I have attached a pic of our Eagle tine used on the CurseBuster. The new tine is underneath the used tine so that you can see how they wear. The pattern is significantly different than the Smart-Till tine and we love the difference. Before long the wear surfaces of the Eagle tine will be replaced with 25% chrome alloy that can be replaced with another edge piece of chrome. When that happens we expect tine life to more than triple but the price to stay almost the same.
This link to the Smart-Till brochure shows you the difference in the tine shape and if you look carefully at one of the pics with the roller in the ground you will see that Smart-Till tine doesn’t hit the ground squarely on the cutting edge. Instead it hits on the heel of the cutting edge. When it wears it gets pretty dull usually.
You can see maybe that when the Eagle wears it still is hitting squarely on the entire length of the cutting edge.
we have a testimony from a New Yorker that was out in January penetrating 3 inches of frozen soil that had been too saturated to till in Nov and December. He said when he got into 4 inches the front rank wouldn’t quite go thru it all but the rear tines finished the penetration with no problem. The velocity of the tine entry point at the tip makes a huge difference when it come to penetrating tough soils. In fact if the conditions are borderline to penetrate, increasing speed makes the machine enter better. Higher velocity being applied to the right place works every time.

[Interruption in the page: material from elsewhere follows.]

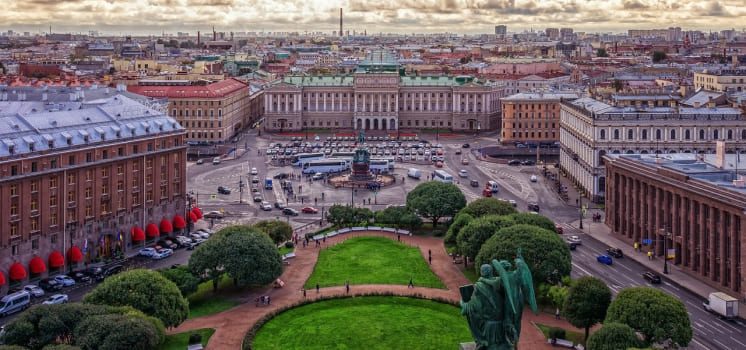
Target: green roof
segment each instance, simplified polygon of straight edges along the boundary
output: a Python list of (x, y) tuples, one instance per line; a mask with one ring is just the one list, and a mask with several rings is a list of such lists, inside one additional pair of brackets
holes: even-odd
[(323, 75), (323, 76), (300, 76), (300, 75), (292, 75), (292, 76), (286, 76), (282, 78), (281, 80), (277, 81), (277, 84), (290, 84), (290, 85), (298, 85), (298, 86), (352, 86), (353, 77), (349, 75), (341, 76), (333, 76), (333, 75)]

Of course the retaining system is totally different for the two tines. No bolts required in the CurseBuster Eagle tine system. And the roller doesn’t have to be disassembled or removed in order to replace the tines . Check out the owner’s manual on-line to see how that is done.
To digress slightly, we created the Eagle tine because the Smart-Till tine was too aggressive for what we wanted to see. The lean angle of the tine has been changed on the Eagle tine to make it much less disruptive at zero roller offset. When it is used in the Tandem frame design we never have to exceed 5 degrees of offset to get plenty of fracturing action even when tines that are ready for changing at 5 inches in length.
We strongly suggest pulling tines off the rear when they at 6 inches long and moving them, roller and all, to the front and wearing them on down to 4.5 to 5 inches in length. Makes the money for tines go a lot farther while maintaining max effectiveness. A tine that is less than 6 inches in length is likely not going to be deep enough to guarantee penetration of the silt barrier . If guys will use the penetrometer or dig to examine the roots then one can tell how long the tine needs to be.